Chcieć nie znaczy móc
wierzyłam, że można inaczej...
prosiłeś tylko o światło
a ja oddałam ci całą duszę
z blaskiem i cieniem
i obłąkanym tobą sercem
drżenie rąk i ciszy kiedy
w kieliszkach zabrakło szampana
na obiecany toast
że na zawsze i na wieczność
słowa zabłądziły naiwnie
w labiryncie postawionym z milczenia
żadna droga nie ma sensu
nie prowadzi do ciebie
nie umiałeś ocalić mnie
od zwątpienia w czarną noc
kiedy zabrakło twojego silnego ramienia
uderzyłam w mur - chcieć nie znaczy móc
tak ciężko mi o tym pisać...
Komentarze (5)
chociaż tyle tu smutku muszę napisać, że ładny pełen
emocji wiersz - tyle tylko wiem ,że czas leczy
wszelkie rany - cieplutko pozdrawiam:)
* miało być wiara i zaufanie kiedyś powróci...

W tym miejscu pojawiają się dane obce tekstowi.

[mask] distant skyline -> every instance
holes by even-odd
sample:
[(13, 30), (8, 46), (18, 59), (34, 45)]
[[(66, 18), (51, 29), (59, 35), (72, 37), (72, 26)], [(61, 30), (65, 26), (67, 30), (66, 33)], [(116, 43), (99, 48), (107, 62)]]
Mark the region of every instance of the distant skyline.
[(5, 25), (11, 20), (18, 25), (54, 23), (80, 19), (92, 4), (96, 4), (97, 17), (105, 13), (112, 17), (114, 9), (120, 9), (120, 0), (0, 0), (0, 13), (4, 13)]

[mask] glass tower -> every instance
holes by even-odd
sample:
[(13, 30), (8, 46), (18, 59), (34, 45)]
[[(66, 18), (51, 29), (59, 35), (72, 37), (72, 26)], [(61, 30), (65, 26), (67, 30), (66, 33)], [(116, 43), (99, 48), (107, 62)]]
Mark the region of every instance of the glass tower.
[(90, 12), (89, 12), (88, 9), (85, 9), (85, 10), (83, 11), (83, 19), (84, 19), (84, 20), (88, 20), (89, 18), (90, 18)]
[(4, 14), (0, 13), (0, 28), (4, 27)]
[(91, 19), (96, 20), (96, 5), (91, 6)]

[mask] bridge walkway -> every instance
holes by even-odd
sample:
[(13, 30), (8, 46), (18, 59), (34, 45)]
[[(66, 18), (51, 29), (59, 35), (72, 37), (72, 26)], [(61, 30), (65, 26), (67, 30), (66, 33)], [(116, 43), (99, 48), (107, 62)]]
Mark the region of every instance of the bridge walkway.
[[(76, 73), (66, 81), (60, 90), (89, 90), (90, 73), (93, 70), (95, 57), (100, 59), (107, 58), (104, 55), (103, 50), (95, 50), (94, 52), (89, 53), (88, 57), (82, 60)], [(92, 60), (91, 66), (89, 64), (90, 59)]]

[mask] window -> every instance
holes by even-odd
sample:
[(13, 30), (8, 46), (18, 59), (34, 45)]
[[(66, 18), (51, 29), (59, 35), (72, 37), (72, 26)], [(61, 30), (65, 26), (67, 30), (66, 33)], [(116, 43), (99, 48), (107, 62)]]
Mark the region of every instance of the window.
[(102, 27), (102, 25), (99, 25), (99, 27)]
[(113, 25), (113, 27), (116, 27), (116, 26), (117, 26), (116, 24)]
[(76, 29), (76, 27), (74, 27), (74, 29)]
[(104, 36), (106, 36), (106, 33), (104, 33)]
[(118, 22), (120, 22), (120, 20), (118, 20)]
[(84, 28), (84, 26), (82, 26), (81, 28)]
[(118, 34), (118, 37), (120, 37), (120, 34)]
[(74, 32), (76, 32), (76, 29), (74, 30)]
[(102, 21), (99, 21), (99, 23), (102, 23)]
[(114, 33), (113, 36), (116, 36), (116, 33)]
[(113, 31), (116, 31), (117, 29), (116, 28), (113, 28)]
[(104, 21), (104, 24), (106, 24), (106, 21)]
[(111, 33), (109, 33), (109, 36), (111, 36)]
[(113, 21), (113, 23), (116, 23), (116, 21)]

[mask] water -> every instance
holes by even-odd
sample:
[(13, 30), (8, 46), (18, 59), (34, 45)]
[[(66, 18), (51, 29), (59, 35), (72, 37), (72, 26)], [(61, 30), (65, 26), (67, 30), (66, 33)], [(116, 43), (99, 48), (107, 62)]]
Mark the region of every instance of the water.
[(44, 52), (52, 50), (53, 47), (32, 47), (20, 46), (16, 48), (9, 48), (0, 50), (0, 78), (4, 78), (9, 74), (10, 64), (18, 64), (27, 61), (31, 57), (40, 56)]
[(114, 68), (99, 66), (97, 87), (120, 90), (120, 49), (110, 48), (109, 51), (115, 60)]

Nawet nie wiem, co napisać, bo wiem, że żadne słowa
nie są w stanie wywołać uśmiechu... Ale dobrze, że
piszesz, wyrzuć cały ten ból w wierszach takich jak
ten pięknych... za jakiś czas ból minie, wiara i
zaufanie kiedyś...
Pozdrawiam serdecznie...
Jakież to uczucie skłania do tak przejmujących
słów...ból...zaczekaj,minie.
Chociaz jest kilka wersow wartych zmiany to musze
przyznac, ze przekazalas wiele emocji tym wierszem.